Conceptually, these terms are independent of any single system or data source and thus are not tied to a BI tool. However, the individual definitions should also be baked into the BI tools where possible. If the tool supports this, when you mouse over a dimension or measure, the definition and example should pop up.

Given that these definitions might appear in multiple places, the data team should strive to auto-generate the data dictionary from a single source, such as a database table or code repository, rather than manually maintain a static table. For instance, at Warby Parker, our data dictionary was generated from a Jenkins job. If the repository was modified, it regenerated our documentation (a dedicated internal website or “data book” for all data documentation).

7. Maintain

While key metrics should be relatively stable, there may be legitimate business reasons why a metric’s definition might has to change. That change and new definition should come from the business team. However, it will require the help of the data team to implement the change and communicate it.

The BI team should assess the impact of the change before it is rolled out. For instance, prepare a chart showing the metric with both the old and new definition of the metric to set expectations of how the numbers might change.

Treat that definition change like a product release: communicate the definition change in advance, tell people what to expect, and document the change in the data dictionary, such as with a change log at the bottom of the document.

Do not let different systems get out of sync; hence, why auto-generation of documentation is valuable.

To create a data dictionary following the process above is not a small effort.

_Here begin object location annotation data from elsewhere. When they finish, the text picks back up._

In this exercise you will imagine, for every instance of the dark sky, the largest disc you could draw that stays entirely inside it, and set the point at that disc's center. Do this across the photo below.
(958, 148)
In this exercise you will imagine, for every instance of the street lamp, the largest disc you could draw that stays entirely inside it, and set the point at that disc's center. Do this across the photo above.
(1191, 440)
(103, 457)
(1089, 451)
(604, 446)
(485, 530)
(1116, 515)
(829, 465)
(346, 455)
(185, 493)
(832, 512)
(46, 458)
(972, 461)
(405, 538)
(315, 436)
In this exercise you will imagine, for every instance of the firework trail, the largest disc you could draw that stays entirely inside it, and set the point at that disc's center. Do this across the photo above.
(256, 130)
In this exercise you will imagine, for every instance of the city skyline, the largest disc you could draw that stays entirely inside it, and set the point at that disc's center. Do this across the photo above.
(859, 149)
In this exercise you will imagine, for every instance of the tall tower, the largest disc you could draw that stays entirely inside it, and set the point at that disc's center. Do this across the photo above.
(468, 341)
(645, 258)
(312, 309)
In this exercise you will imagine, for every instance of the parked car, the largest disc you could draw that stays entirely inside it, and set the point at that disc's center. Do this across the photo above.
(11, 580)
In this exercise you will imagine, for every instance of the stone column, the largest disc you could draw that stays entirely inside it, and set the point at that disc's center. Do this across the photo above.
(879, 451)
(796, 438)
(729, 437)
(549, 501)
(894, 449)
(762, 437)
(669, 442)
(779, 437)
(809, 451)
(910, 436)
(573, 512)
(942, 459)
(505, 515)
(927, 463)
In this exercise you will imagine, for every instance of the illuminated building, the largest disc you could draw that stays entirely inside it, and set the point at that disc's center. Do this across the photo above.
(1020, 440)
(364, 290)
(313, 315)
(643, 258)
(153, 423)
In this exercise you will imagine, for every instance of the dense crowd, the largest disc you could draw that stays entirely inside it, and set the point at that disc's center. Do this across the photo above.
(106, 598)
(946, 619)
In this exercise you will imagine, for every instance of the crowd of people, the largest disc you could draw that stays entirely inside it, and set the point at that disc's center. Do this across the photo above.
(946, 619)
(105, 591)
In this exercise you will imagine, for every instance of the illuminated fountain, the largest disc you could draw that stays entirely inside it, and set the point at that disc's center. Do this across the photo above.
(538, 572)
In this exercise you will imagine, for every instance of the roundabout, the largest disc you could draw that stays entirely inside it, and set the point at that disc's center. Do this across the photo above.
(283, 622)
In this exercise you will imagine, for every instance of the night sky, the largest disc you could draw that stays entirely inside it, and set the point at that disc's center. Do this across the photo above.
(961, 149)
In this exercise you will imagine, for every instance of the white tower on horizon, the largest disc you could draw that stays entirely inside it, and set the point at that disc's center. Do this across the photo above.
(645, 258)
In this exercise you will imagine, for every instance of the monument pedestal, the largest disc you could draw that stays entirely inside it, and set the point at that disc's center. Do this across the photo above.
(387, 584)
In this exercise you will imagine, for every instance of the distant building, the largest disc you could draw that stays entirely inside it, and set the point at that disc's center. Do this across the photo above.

It will likely take a few months as it requires conversations and coordination among many members of staff. It is a large team effort, driven and coordinated by the BI team, but requiring broad buy in, cooperation, and effort, and a dash of top-down reinforcement.

I do not suggest taking the process piecemeal. For instance, don’t create a fully-baked marketing data dictionary with the expectation of getting to finance data dictionary at a later date. This makes it harder to get to those (step 4) alignment discussions among teams, and that is where the real payoff happens. Also, the sequential nature makes it is easier to lose steam. You need the concurrent discussions among teams with a common sign off date to achieve the goal.